Problem with XARecoveryModule.
slawomir.wojtasiak Nov 25, 2011 10:47 AMAfter losing all connections to my database I found a problem with JTA Recovery Manager. Following stacktrace tells us that connection used by recovery manager has already been closed, so finally recovery manager (for PG) is not working since that.
{quote}
15:25:00,641 WARN [com.arjuna.ats.jta:121] ARJUNA-16027 Local XARecoveryModule.xaRecovery got XA exception XAException.XAER_RMERR: org.postgresql.xa.PGXAException: Error during recover
at org.postgresql.xa.PGXAConnection.recover(PGXAConnection.java:358) [:]
at org.jboss.resource.adapter.jdbc.xa.XAManagedConnection.recover(XAManagedConnection.java:294) [:6.0.0.Final]
at com.arjuna.ats.internal.jta.recovery.arjunacore.XARecoveryModule.xaRecovery(XARecoveryModule.java:468) [:6.0.0.Final]
at com.arjuna.ats.internal.jta.recovery.arjunacore.XARecoveryModule.resourceInitiatedRecoveryForRecoveryHelpers(XARecoveryModule.java:436) [:6.0.0.Final]
at com.arjuna.ats.internal.jta.recovery.arjunacore.XARecoveryModule.periodicWorkSecondPass(XARecoveryModule.java:155) [:6.0.0.Final]
at com.arjuna.ats.internal.arjuna.recovery.PeriodicRecovery.doWorkInternal(PeriodicRecovery.java:789) [:6.0.0.Final]
at com.arjuna.ats.internal.arjuna.recovery.PeriodicRecovery.run(PeriodicRecovery.java:371) [:6.0.0.Final]
Caused by: org.postgresql.util.PSQLException: This connection has been closed.
at org.postgresql.jdbc2.AbstractJdbc2Connection.checkClosed(AbstractJdbc2Connection.java:714) [:]
at org.postgresql.jdbc3.AbstractJdbc3Connection.createStatement(AbstractJdbc3Connection.java:230) [:]
at org.postgresql.jdbc2.AbstractJdbc2Connection.createStatement(AbstractJdbc2Connection.java:191) [:]
at org.postgresql.xa.PGXAConnection.recover(PGXAConnection.java:331) [:]
... 6 more
{quote}
I have done some investigation and I have found that this connection is cached and used to process recovering until server (or maybe only application) is restarted/redeployed.

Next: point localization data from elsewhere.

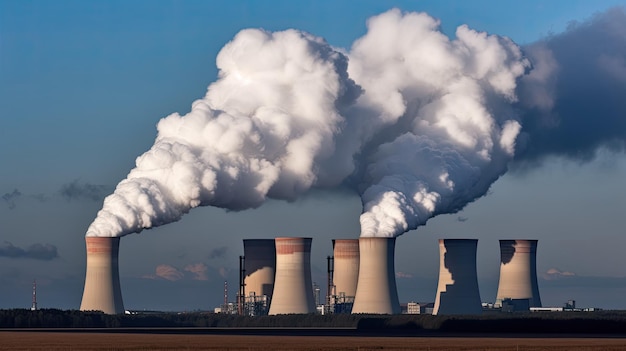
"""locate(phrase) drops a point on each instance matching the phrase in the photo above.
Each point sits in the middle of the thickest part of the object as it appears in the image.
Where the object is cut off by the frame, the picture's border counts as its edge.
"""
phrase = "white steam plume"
(417, 123)
(261, 130)
(443, 108)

XARecoveryModule uses xaResourceRecoveryHelper to get XAResource used then to process recovering by calling "recover" method on it. The problem is that returned XAManagedConnection is a cached one and there is no sanity checking of the connection. ManagedConnectionFactoryDeployment is responsible for caching it and it does nothing to provide valid connection:
ManagedConnectionFactoryDeployment
{code}
/**
* Open a managed connection
* @param s The subject
* @return The managed connection
* @exception ResourceException Thrown in case of an error
*/
private ManagedConnection open(Subject s) throws ResourceException
{
if (recoverMC == null)
{
recoverMC = createManagedConnection(s, null);
}
return recoverMC;
}
{code}
Such a cached XAManagedConnection is returned to XARecoveryModule.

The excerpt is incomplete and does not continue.